From left: Tate director Maria Bagshaw, Birmingham Museums co-CEO Zak Mensah and Royal Ballet and Opera chief executive Alex Beard, all contributed to the report
Report finds benefits from leaders adopting transparency
A new report shares responses from 29 senior sector leaders running national, regional and global organisations, as they reflect on changes over the last five years.
Arts institutions that embrace organisational transparency are seeing tangible positive outcomes including new audiences, a report exploring leadership in the sector has found.
Produced by executive search and leadership consultants Saxton Bampfylde, the Take 5 report shares the experiences of 29 senior leaders across the arts and creative industries – both UK and international – running national, regional and global organisations.
Contributors, including Tate director Maria Bagshaw, Royal Ballet and Opera chief executive Alex Beard and Birmingham Museums co-CEO Zak Mensah, were interviewed over six months from July 2024 to January 2025 on subjects including leadership, the financial landscape and diversity.
Given “significant shifts” in audience demographics, the report notes institutions that “embrace organisational transparency” and “celebrate their teams” experience “tangible positive outcomes”. It calls for more equitable and visible decision-making processes to be integrated as a “fundamental element” of leadership and organisational culture.
The study found arts leaders are placing greater emphasis on broader employee involvement and embedding a commitment to engagement across staff teams, especially when developing audiences and addressing accessibility. One participant reported “a genuine passion” from staff creates “open and welcoming environments” that make audiences more likely to return and re-engage.
Bringing comfort to a lonely position
Reflecting on sector challenges over the last five years, the report says “a deeper need for open and collaborative discussion, both internally and externally [is] evident”, with interviewees saying a greater sense of shared responsibility could bring “increased comfort” to an “often lonely position”.
“You need to be showing how you are actively responding to the challenges of the world, rather than wishing they would go away,” said one interviewee. Another noted a greater expectation of integrity and openness from leadership: “We owe honesty to co-workers, about our organisations and to individuals, highlighting successes and shortcomings, and be honest about those in ourselves as leaders.”
The report suggests an “open and collaborative approach” has instigated a general shift in leadership style as “the old school way of doing things is no longer viable”.
“The tradition of command and control does not resonate today, nor will it in the future. There are new leaders coming in, but also new generations of employees, artists and audiences. More vocal, sometimes more challenging, but certainly more expectant of being heard and included in some capacity of decision making,” it says.
Financial transparency
Examining financial pressures and growing scrutiny of corporate sponsors, the report also calls for greater transparency with staff and the public when entering into partnerships, as well as “a clear recognition of the vital place funders have in the arts ecosystem”.
“We must be careful that we don’t make all partners seem bad or justify these relationships all the time. We need them. It must be the right partnership, but it’s incumbent on us to work that out,” said one contributor.

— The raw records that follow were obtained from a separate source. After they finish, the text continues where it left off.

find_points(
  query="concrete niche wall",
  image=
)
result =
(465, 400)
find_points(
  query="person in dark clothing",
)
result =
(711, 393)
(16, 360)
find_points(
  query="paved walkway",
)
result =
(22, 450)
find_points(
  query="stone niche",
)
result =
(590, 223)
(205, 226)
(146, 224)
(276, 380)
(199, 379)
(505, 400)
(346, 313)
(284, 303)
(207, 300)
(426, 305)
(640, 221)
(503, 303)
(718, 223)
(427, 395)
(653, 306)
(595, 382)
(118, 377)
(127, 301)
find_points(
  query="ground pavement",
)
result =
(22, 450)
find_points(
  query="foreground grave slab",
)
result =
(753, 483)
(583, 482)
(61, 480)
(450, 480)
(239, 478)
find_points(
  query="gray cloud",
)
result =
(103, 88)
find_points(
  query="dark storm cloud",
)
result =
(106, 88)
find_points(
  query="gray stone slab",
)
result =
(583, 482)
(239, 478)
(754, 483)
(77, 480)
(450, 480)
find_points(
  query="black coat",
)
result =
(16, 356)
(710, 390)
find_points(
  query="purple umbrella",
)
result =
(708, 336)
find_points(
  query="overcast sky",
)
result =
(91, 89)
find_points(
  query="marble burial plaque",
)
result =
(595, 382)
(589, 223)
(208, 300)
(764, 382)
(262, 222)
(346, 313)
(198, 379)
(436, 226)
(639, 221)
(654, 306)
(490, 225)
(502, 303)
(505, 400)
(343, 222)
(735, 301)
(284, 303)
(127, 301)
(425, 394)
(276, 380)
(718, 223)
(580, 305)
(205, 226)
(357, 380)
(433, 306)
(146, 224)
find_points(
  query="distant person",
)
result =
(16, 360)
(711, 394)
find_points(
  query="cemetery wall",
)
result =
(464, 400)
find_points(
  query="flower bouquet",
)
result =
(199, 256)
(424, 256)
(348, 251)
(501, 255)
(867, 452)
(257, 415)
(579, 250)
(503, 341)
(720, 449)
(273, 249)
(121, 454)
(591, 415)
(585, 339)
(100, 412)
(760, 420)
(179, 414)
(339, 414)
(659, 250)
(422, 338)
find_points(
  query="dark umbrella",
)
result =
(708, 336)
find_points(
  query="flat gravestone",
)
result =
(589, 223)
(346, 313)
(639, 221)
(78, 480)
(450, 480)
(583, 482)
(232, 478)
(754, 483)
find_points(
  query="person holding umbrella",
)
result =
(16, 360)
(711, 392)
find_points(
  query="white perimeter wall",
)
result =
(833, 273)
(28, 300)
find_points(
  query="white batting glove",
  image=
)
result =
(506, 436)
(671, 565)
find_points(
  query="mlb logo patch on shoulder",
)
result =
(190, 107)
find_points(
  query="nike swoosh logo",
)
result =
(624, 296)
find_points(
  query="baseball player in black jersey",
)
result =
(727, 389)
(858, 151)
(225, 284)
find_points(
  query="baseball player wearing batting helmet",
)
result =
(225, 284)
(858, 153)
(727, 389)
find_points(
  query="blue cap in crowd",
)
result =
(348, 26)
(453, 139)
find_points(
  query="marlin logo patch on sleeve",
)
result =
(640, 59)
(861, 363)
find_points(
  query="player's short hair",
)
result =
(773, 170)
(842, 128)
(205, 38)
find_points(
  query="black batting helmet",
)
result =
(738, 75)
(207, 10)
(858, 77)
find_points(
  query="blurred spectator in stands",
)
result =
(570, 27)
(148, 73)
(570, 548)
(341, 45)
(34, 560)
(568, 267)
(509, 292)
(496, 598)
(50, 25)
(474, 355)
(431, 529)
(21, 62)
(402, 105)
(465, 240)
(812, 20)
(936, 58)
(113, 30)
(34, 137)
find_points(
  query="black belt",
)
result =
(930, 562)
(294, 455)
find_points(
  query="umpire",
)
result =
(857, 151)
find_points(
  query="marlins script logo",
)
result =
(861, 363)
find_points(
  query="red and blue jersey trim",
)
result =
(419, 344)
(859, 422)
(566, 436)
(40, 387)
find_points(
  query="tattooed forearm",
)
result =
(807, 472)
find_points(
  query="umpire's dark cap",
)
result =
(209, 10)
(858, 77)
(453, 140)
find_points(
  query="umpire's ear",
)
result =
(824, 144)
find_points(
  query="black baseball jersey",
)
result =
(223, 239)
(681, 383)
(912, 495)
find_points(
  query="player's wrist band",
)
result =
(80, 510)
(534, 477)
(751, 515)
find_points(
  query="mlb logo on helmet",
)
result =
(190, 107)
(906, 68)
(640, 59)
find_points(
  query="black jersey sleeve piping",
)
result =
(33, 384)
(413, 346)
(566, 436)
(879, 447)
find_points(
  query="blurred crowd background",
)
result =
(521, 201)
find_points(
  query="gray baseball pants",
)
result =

All interviewees agreed that in recent years they prioritised “a greater emphasis on commercial activities”, which for some had been a steep learning curve. But all said they felt the need to invest a lot of personal and professional time in doing so.
Many thought income generation and finance should not be the preserve of senior leadership alone, with some suggesting a broader commercial understanding across teams had made “a positive difference, bringing greater autonomy as well as innovative thinking”.
All organisations that shared their experiences said they have expanded their business development or engagement teams, which in itself demanded a “clear explanation given the restrictions in hiring across other areas”.
Transparency with staff teams about financial impacts, such as the increased National Insurance contributions, and how these have affected the bottom line, was also raised as important.
“During an extraordinary five-year period, the arts and creative industries have faced global challenges including Covid-19, economic crises, social movements, AI emergence and technological integration,” the report says. “The sector has demonstrated remarkable adaptability through exceptional leadership that transformed challenges into opportunities.”